Synopsis This analysis presents the results of the most harmful events with respect to population health and those with the greatest economic consequences. The top 15 are prioritized for the outcomes. Tornado is by far the most harmful with respect to population heath (96979 fatalities and injuries). The economic burden is lead by flood that is much more important than the others.
Data processing The loading of the dataset starts with importing the dataset directement from the internet. The second step consists in unzipping the file using a program installed on the computer. There may be a need to adapt the code to be able to run the second step. One will need to find the path of the ‘.exe’ file used to open zip file and break it down like it appears in the following command : executable <- file.path(“C:”, “Program Files”, “WinRAR”, “WinRAR.exe”)

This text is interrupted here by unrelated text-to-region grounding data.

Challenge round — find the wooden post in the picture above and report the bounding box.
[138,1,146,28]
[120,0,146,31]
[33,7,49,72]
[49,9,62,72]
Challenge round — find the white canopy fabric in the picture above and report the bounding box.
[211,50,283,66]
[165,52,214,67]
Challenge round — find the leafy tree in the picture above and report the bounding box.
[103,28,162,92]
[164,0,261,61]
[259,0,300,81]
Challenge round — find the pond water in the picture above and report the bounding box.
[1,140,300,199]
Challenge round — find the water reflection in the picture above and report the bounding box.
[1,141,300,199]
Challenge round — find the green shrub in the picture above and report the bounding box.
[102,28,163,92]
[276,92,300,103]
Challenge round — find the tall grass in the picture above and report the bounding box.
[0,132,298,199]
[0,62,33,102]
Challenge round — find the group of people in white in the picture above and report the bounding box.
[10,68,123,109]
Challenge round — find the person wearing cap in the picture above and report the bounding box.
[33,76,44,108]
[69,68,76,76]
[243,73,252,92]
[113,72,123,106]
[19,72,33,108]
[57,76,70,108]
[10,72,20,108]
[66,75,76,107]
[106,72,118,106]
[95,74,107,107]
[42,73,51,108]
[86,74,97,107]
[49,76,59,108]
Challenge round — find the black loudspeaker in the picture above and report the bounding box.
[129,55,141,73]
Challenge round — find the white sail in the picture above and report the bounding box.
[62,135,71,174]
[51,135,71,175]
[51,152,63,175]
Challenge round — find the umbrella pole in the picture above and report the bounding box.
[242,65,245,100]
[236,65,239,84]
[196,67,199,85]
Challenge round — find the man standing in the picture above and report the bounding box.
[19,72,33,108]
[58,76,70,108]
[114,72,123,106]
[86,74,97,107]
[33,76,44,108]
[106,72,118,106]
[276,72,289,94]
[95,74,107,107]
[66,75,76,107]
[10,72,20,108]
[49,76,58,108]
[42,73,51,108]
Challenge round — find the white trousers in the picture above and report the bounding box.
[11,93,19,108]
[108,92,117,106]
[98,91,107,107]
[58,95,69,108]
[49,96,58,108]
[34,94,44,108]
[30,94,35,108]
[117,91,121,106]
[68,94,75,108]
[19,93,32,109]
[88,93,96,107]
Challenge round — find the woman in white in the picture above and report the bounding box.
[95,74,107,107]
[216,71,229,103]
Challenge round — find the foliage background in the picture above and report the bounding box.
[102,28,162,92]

setwd("G:/My Drive/From Dropbox/Training/Data science specialization/Assignments/Project 2")
#Load the data
fileUrl <- "https://d396qusza40orc.cloudfront.net/repdata%2Fdata%2FStormData.csv.bz2"

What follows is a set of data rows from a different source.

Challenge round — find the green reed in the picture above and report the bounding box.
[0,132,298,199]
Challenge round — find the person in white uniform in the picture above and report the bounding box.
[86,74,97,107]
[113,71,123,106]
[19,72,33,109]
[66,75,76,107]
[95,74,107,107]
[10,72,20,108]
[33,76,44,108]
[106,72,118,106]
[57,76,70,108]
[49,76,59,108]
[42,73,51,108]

download.file(fileUrl, file.path("./", "repdata_data_StormData.bz2"))
# Unzip using WinRAR utility on Windows 11:
executable <- file.path("C:", "Program Files", "WinRAR", "WinRAR.exe")

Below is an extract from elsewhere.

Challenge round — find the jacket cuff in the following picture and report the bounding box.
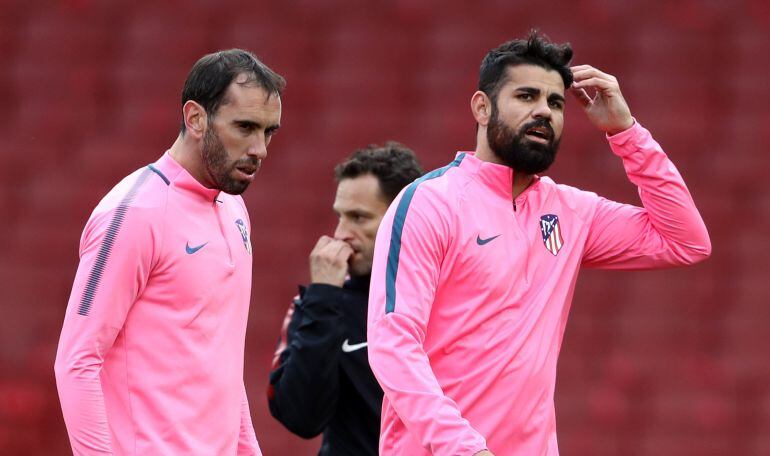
[607,119,651,157]
[299,283,346,316]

cmd <- paste(paste0("\"", executable, "\""), "x",
paste0("\"", file.path("./", "repdata_data_StormData.zip"), "\""))
system(cmd)
## [1] 1
data <- read.csv("repdata_data_StormData.csv", sep = ",")
#Create a folder for figures
if(!dir.exists("figure") == TRUE) dir.create("figure")
To find the most harmful events with respect to population health, we compute the sum of fatalities and injuries and save it under variable pophealth. Then, we compute this total by event and sort them in descending order to select the top 15.
#Sum of fatalities and injuries
data$pophealth <- data$INJURIES + data$FATALITIES
pophealth <- (tapply(data$pophealth, data$EVTYPE, sum))
str(pophealth)
## num [1:985(1d)] 0 0 0 0 0 0 0 0 0 0 ...
## - attr(*, "dimnames")=List of 1
## ..$ : chr [1:985] " HIGH SURF ADVISORY" " COASTAL FLOOD" " FLASH FLOOD" " LIGHTNING" ...
dim(pophealth)
## [1] 985
pophealth <-as.data.frame(pophealth)
pophealth$evtype <- rownames(pophealth)
rownames(pophealth) <- NULL
pophealth <- pophealth %>%
arrange(desc(pophealth))
pophealth <- pophealth %>% select(evtype, pophealth)
top_15_ph <- pophealth[1:15, ]
print(top_15_ph)
## evtype pophealth
## 1 TORNADO 96979
## 2 EXCESSIVE HEAT 8428
## 3 TSTM WIND 7461
## 4 FLOOD 7259
## 5 LIGHTNING 6046
## 6 HEAT 3037
## 7 FLASH FLOOD 2755
## 8 ICE STORM 2064
## 9 THUNDERSTORM WIND 1621
## 10 WINTER STORM 1527
## 11 HIGH WIND 1385
## 12 HAIL 1376
## 13 HURRICANE/TYPHOON 1339
## 14 HEAVY SNOW 1148
## 15 WILDFIRE 986
The pie chart below shows the distribution of the fatalities and injuries across the top 15 events. The value labels were not added to avoid overlapping. We can cleary see that the most harmful is TORNADO.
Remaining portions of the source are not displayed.